Calculate a vector from the center of a square to edge based on radius

Question

Given a square (described by x, y, width, height) and an angle (in radians) I need to calculate a vector that originates at the squares centre and terminates at the point that collides with the edge of the square at the given angle.

I'm really most interested in the point it collides at so if that would make calculation more efficient let me know.

Can this be generalized to Rectangles? How about polygons in general?

Answer 1

The vector will be center + (cos(angle), sin(angle))*magnitude. Given that you want to intersect this with a square, you need to determine magnitude. You can get that with a square with:

float abs_cos_angle= fabs(cos(angle));
float abs_sin_angle= fabs(sin(angle));
if (width/2/abs_cos_angle <= height/2/abs_sin_angle)
{
    magnitude= fabs(width/2/abs_cos_angle);
}
else
{
    magnitude= height/2/abs_sin_angle;
}

However, cos(angle) or sin(angle) could be zero, so you should cross multiply that out to get:

float abs_cos_angle= fabs(cos(angle));
float abs_sin_angle= fabs(sin(angle));
if (width/2*abs_sin_angle <= height/2*abs_cos_angle)
{
    magnitude= width/2/abs_cos_angle;
}
else
{
    magnitude= height/2/abs_sin_angle;
}

And you can trivially get the end point from that.

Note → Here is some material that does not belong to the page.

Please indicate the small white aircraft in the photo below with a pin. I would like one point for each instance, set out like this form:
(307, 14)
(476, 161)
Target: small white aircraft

EDIT: Here's a snippet you can drop in place to verify this works with the currently accepted answer:

    double magnitude;
    double abs_cos_angle= fabs(cos(angle));
    double abs_sin_angle= fabs(sin(angle));
    if (width/2*abs_sin_angle <= height/2*abs_cos_angle)
    {
        magnitude= width/2/abs_cos_angle;
    }
    else
    {
        magnitude= height/2/abs_sin_angle;
    }

    double check_x= x + cos(angle)*magnitude;
    double check_y= y + sin(angle)*magnitude;

    printf("  a = %d deg: x = %lf; y = %lf\n",(int)(angle/pi*180),check_x,check_y);

Clearly this is applies to an axis aligned rectangle. You can do something similar by finding the closest intersection between the testing vector and every edge in a polygon. (You can optimize that further, but that's left as an exercise to the reader.)